An empress in black lace with jet buttons and a pink artificial rose, she had ruled over the Red Lion Bar for nearly thirty years. Like a constitutional monarch, although she took no part in the conduct of affairs, she had a clearer view than the more active participants of everything that went on. She knew all about the balloon factory and John Handiman’s financial troubles, and because it was unusual for him to drink in the morning she guessed that he was on his way to or from an uncomfortable interview at the Bank. She knew all about the ups-and-downs of the Festival too, about the midnight doings of Miss Foulkes, about the Beauty Queens’ quarrel and about the tentative and tangled courtship of the Beauty Queens by Robin and Lance. She knew that Sir Almeric hadn’t as much money as he pretended to have and that Mr. Oxford had a great deal more; that Mr. Gurney made a good thing out of selling “antique” furniture with artificial worm-holes in it, and that Stephen’s bookshop was tottering to its ruin. And she locked up all this knowledge in her large and compassionate heart, regarding the whole distressing scene with the tolerance and calm of one who had married
three husbands and buried them all.
They had been no ordinary husbands either. Her first was said to have been a lion-tamer from a circus. Her second had endeavoured to predict the winners of horse races by studying the stars, and had lost all her savings, as as well as his own, through a trifling miscalculation about the date when Jupiter entered the aqueous sign of Pisces. Her third had possessed the absorbing hobby of collecting the labels off whisky-bottles and sticking them in a scrap-book; he had drunk himself to death during the war and left the labels of ninety-nine different brands as his strange memorial. From these and other experiences Florrie had acquired her comfortable conviction that it took all sorts to make a world.

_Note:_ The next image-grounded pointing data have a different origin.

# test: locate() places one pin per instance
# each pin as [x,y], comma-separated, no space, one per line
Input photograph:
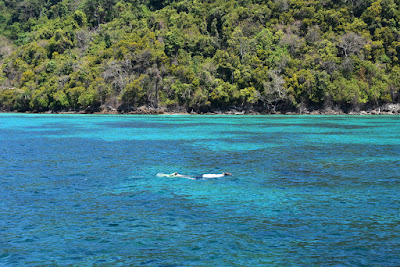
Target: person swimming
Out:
[211,176]
[197,177]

But the manager, Old Screwnose as she called him, who now came creeping into the bar through the door at the back, nevertheless tried her patience sorely. He was carrying by their necks, as if they were snakes which might bite him, two bottles of whisky. “This is all you get,” he said defensively, dumping them on the counter. “It’s our Allocation.” That was one of the words which he always spoke reverently and as it were with a capital letter, as if they were some sort of abracadabra or mumbo-jumbo of which he stood in awe: Allocation, Triplicate, Quota, Directive; for in the war he had been a Temporary Civil Servant. To Florrie, who had worked for nearly a dozen innkeepers in her time, good and bad ones, drunken and sober ones, gamblers, spendthrifts, wife-beaters, likers of bits of skirt, and even one who had cut his throat in the cellar all among the beer barrels, Mr. Hawker was a source of perpetual astonishment and dismay. Not that there was anything remarkable about him, except his crooked nose; he was just an ordinary petty puritan, with a thin peaky face, sandy moustache, and rimless glasses, habited in the shiny black pin-stripe which had been his bureaucratic uniform. Among Licensed Victuallers, however, puritans and teetotallers are rare birds; and Florrie often caught herself staring at him as if he were a hoopoe hopping about on the lawn. All her previous employers, even the worst of them, had been like large or lesser suns, giving out light and warmth to customer and crony. They shone, they glowed in her memory, each the centre of a miniature solar system which revolved merrily about him. But Mr. Hawker generated no warmth; he was as cold as a dead star; he possessed no planetary cronies. His only interest in the customers took the form of a niggling apprehension lest they should misbehave themselves; and his only concern about the bar was how many glasses had been broken last week. He disapproved strongly of the Festival because he thought it would bring undesirable charabanc people to the town.